FBI's warning to consumers to use PINs with chip cards stokes controversy and backlash

The FBI's warning to consumers that they should use PINs with their new chip-enabled credit and debit cards is setting off a new fight between banks and retailers, and triggering a little bit of controversy too.

The FBI issued a warning Thursday that encouraged consumers to use their PINs with chip cards, instead of just signing sales receipts.

The problem is: Most new credit and debit cards being issued in the United States aren't enabled with PINs.

Groups representing retailers pounced on that during the weekend, because merchants have been lobbying intensely for at least a year that credit and debit cards aren't nearly as secure if they don't contain PINs.

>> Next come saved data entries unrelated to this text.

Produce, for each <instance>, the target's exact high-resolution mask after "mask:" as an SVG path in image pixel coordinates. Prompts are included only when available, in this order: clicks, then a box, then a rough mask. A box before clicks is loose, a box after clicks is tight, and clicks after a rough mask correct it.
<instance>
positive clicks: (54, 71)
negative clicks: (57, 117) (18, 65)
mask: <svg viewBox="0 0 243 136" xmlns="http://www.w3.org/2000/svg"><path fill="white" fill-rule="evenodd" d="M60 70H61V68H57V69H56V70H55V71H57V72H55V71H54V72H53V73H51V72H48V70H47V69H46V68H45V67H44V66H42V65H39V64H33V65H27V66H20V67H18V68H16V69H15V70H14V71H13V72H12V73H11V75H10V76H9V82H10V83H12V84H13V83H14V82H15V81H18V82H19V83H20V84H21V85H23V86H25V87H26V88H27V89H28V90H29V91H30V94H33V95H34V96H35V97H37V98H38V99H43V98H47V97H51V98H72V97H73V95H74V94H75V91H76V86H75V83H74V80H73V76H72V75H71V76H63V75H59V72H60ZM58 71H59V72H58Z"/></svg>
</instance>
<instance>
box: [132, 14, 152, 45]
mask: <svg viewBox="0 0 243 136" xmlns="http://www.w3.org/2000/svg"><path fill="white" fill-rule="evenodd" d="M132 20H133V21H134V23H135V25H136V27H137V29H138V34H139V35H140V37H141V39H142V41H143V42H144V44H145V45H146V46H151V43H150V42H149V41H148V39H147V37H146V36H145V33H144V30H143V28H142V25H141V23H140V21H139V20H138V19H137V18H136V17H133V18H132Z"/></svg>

Here's what the FBI said Thursday in a public service announcement under the headline:"New Microchip-Enabled Credit Cards May Still Be Vulnerable to Exploitation by Fraudsters."

"When using the EMV card at a PoS (point-of-sale) terminal," the FBI said, "consumers should use the PIN, instead of a signature, to verify the transaction. This fully utilizes the security features built within the EMV card."

The link to the alert has now been removed from the FBI's website and FBI offices around the country are now republishing the warning but omitting the advice about using a PIN, apparently because it's not an option to the majority of us. An FBI spokesperson couldn't be reached Monday since it's a federal holiday.

Banks for the past year have been rolling out credit and debit cards that contain microprocessor chips that make transactions at stores and restaurants more secure when the payment terminals contain software to read the chips. You know you have a card with a chip if it has a half-inch metallic box on the front.

A transaction with a chip card is approved using a one-time authentication code, so even if the information is stolen in a data breach, such as the ones at Target and Home Depot, the data could not be used to create counterfeit cards that could be used at other chip-enabled payment terminals.

That's good, but the cards would be even more secure if consumers had to punch in PINs to use the cards.

Banks in the United States, however, have chosen not to convert to cards with PINs at this point. Cards with PINs are standard in Europe and many other parts of the world. Using a PIN can make a transaction up to 700 percent more secure, according to the Retail Industry Leaders Association, an industry trade association, which cites a Federal Reserve study.

"This warning states what retailers have been saying all along, which is that the new chip cards issued by banks need an accompanying PIN. Retailers have consistently urged banks and credit unions to ditch the signature and adopt the PIN," the RILA said in a statement. "U.S. banks and credit unions have argued that the chip is enough, and will prevent counterfeit charges from being made."

Added Brian Dodge, executive vice president of RILA, "Retailers have long-argued that PINs are essential to providing cardholders with the security that they deserve. The FBI's alert should be a wake-up call to the banks and card networks that continue to stand in the way of making PIN authentication the standard in the U.S. just as it has been around the world for years."

The powerful National Retail Federation also quickly came out swinging: "What the FBI is saying is what the rest of the world already sees as common sense," NRF Senior Vice President and General Counsel Mallory Duncan said. "It's the right thing to do, and we hope the banks are listening.

"Retailers are determined to protect their customers," Duncan added. "That's why we are pushing the banks to use all of the security the new cards are capable of providing, not just half. They shouldn't lock the front door but leave the back door wide open."

Banks and other card issuers say that chip cards without PINs should address about 40 percent of the credit and debit card fraud in this country. Adding PINs would indeed be an extra layer of protection, banks say, but perhaps only 10 to 15 percent of card fraud could be prevented with PINs.

When asked about stores and restaurants that don't have PIN capability, National Retail Federation spokesman Craig Shearman said, "And all of the new chip card readers have PIN pads - the manufacturers of them make them for the international market, so the readers have PIN capability whether it's turned on or not."

He added that it may not be obvious that a terminal can actually process a PIN. "Keep in mind that just because you don't see keypads, that doesn't mean a terminal can't do PIN. With some of them, it's 'virtual' keys on an LCD just like a smartphone that doesn't have physical keys to punch.

There are some types of businesses, such as sit-down restaurants, that don't have payment terminals with PIN pads. Jason Brewer, spokesman for RILA, said, "You are correct on the restaurant side of things that this would ultimately require new equipment, particularly for sit-down establishments."

Oct. 1 was the deadline for banks to replace 1.2 billion credit and debit cards in the United States with the new EMV chip cards and for retailers to install new technology in 10 million payment terminals nationwide. The mandate set by MasterCard, Visa, Discover and American Express says that any banks or retailers that haven't rolled out EMV chip technology with new cards and terminals will be liable for any fraud that occurs at a point-of-sale transaction. (Gasoline stations have two extra years to convert to pumps that process chip cards.)

Still, more than half the cards in people's wallets haven't yet been replaced with chip cards. If you don't have one yet, you can still use your old card. And more than half of the payment terminals nationwide haven't been converted to the new technology. Those percentages are expected to improve dramatically by year end.